Title: City of Lonely Hearts
Author: Merle
Rating: R
Characters/Pairing: Finn/Kurt, Finn/Mercedes, tiny bit of Kurt/Mike
Word Count: 1990
Spoilers: none, really
Disclaimer: Glee belongs to FOX.
Warnings: future-fic, capital A angst, infidelity
Summary: The expression on Kurt’s face, when he’s standing over the laundry basket, t-shirt of Finn’s in his hands, will haunt Finn until the end of his days.
A/N: For
quichey, whose prompt was: Glee, Finn/Kurt, Empire State of Mind. This is part of my "Instead of Hugs" campaign. Although you'll probably need another hug after this, because it's angsty. Very angsty. Dearest
quichey, please don't hate me! The story had to be written this way. I promise you fluff in the near future to make up for it!
City of Lonely Hearts
8 million stories out there and they're naked
(Jay-Z, Empire State of Mind)
1.FINN
Later, Finn can’t even remember why he did it anymore.
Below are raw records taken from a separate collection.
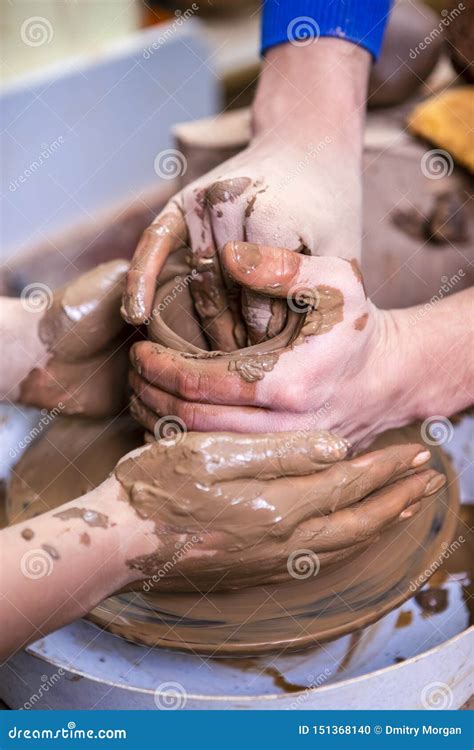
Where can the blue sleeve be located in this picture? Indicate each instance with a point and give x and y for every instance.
(359, 21)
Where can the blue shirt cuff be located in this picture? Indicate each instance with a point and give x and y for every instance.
(359, 21)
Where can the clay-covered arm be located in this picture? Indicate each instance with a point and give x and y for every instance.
(434, 346)
(220, 510)
(57, 566)
(353, 369)
(65, 349)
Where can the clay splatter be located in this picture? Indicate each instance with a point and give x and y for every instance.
(91, 517)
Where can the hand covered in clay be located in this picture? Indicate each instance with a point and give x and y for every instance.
(208, 512)
(329, 372)
(80, 360)
(231, 511)
(297, 185)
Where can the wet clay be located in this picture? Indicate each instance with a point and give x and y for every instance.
(242, 506)
(175, 326)
(79, 331)
(70, 457)
(51, 551)
(292, 613)
(361, 322)
(83, 318)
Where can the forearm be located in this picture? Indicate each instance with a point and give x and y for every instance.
(20, 344)
(58, 566)
(307, 93)
(433, 359)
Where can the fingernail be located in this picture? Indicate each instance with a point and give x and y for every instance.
(421, 458)
(247, 256)
(408, 512)
(435, 484)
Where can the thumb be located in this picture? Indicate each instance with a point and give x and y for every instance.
(277, 272)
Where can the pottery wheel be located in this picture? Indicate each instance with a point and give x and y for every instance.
(291, 615)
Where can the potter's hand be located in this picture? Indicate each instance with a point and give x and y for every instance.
(352, 369)
(228, 510)
(71, 356)
(211, 511)
(297, 185)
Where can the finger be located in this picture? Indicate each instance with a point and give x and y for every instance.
(296, 497)
(372, 516)
(167, 233)
(282, 273)
(207, 418)
(222, 329)
(85, 315)
(203, 380)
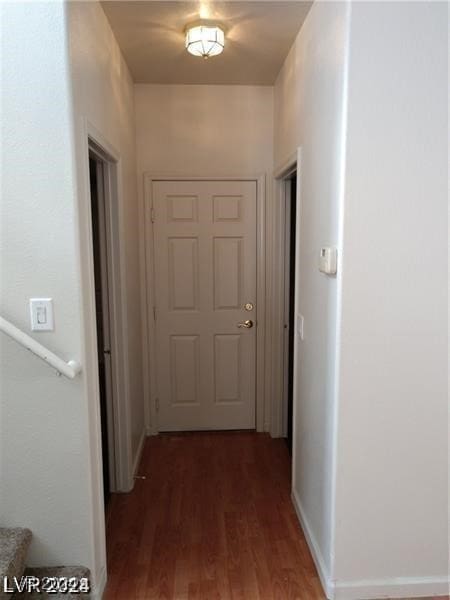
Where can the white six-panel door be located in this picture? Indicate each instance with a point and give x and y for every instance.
(205, 274)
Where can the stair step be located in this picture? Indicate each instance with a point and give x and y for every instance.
(61, 574)
(14, 543)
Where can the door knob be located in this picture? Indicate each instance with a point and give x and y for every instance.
(247, 324)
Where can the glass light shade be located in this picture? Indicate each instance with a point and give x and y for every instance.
(205, 40)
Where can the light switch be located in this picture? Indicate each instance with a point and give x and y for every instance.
(328, 260)
(41, 313)
(300, 321)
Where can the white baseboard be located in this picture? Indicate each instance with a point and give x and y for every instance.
(314, 548)
(98, 590)
(398, 587)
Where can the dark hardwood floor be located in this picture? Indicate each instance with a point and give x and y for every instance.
(213, 519)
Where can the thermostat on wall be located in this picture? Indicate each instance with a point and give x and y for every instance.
(328, 260)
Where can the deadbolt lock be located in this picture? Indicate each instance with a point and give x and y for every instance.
(246, 324)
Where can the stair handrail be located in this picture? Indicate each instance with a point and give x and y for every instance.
(70, 369)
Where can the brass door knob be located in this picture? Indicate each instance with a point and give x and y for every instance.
(247, 324)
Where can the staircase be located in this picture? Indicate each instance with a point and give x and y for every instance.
(18, 581)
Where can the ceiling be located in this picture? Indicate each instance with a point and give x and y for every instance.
(258, 38)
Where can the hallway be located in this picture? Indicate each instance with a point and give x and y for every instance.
(213, 519)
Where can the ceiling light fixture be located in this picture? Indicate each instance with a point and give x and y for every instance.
(205, 40)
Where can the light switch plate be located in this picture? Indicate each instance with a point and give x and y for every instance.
(328, 260)
(300, 325)
(41, 314)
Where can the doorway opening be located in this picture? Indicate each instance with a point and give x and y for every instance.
(205, 287)
(287, 213)
(289, 302)
(100, 194)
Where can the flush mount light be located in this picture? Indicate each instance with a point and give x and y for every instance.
(205, 40)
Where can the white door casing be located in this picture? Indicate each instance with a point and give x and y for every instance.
(205, 267)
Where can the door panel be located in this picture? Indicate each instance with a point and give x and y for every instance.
(205, 272)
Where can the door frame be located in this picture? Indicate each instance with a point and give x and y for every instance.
(279, 288)
(149, 300)
(94, 141)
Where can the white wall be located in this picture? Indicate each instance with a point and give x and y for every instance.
(50, 427)
(45, 471)
(204, 130)
(309, 112)
(103, 94)
(391, 503)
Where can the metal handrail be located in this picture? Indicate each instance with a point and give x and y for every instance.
(69, 369)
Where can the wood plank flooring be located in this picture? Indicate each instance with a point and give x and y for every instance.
(213, 520)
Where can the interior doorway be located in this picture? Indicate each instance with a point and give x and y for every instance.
(289, 302)
(100, 211)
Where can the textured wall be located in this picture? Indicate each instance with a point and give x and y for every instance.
(103, 94)
(45, 468)
(309, 112)
(391, 510)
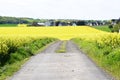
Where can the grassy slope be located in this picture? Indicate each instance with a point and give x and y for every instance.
(103, 28)
(110, 63)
He thought he had erased all the traces, but he’s forgotten that Kurt knows Mercedes even better than he knows Finn.
Kurt knows what a hair of Mercedes looks like on the white of a woolen sweater. He knows what lipstick color she uses, what kind of perfume she wears.
The expression on Kurt’s face, when he’s standing over the laundry basket, t-shirt of Finn’s in his hands, will haunt Finn until the end of his days.
He ends up on Mercedes’ door step, overnight bag under his arm.
“What do you want here?” she asks, voice hostile. Her eyes are red.
“Kurt kicked me out,” he says, voice already breaking, and she takes a step back.
“And you have the nerve to come here?” she asks. “I just lost the best thing that ever happened to me. Believe me, you are the last person I want to see.”
She closes the door in his face, and Finn sits for three hours in the Starbucks around the corner before he finds the courage to knock on Mike’s door.
“I should punch you in the face,” Mike says when he hears what happened, but he lets Finn have the couch anyway.
Kurt always used to talk about how beautiful Mercedes was. Gorgeous, he called her, breath-taking. Finn never really got it. When it came to women (and men), he always preferred the small, fragile type.
That night, he finally understood. Mercedes was dark, where Kurt was pale; soft and curvy where Kurt was muscles and bones; pliant and sensual where Kurt was stubborn and fierce.
That night, he saw her through Kurt’s eyes, and she was beautiful, and different, and new - but the second he’d reached his high, the truth of what he’d done came back to him, and he crashed, so deep and so hard that he wasn’t sure he’d survive when he'd finally hit the ground.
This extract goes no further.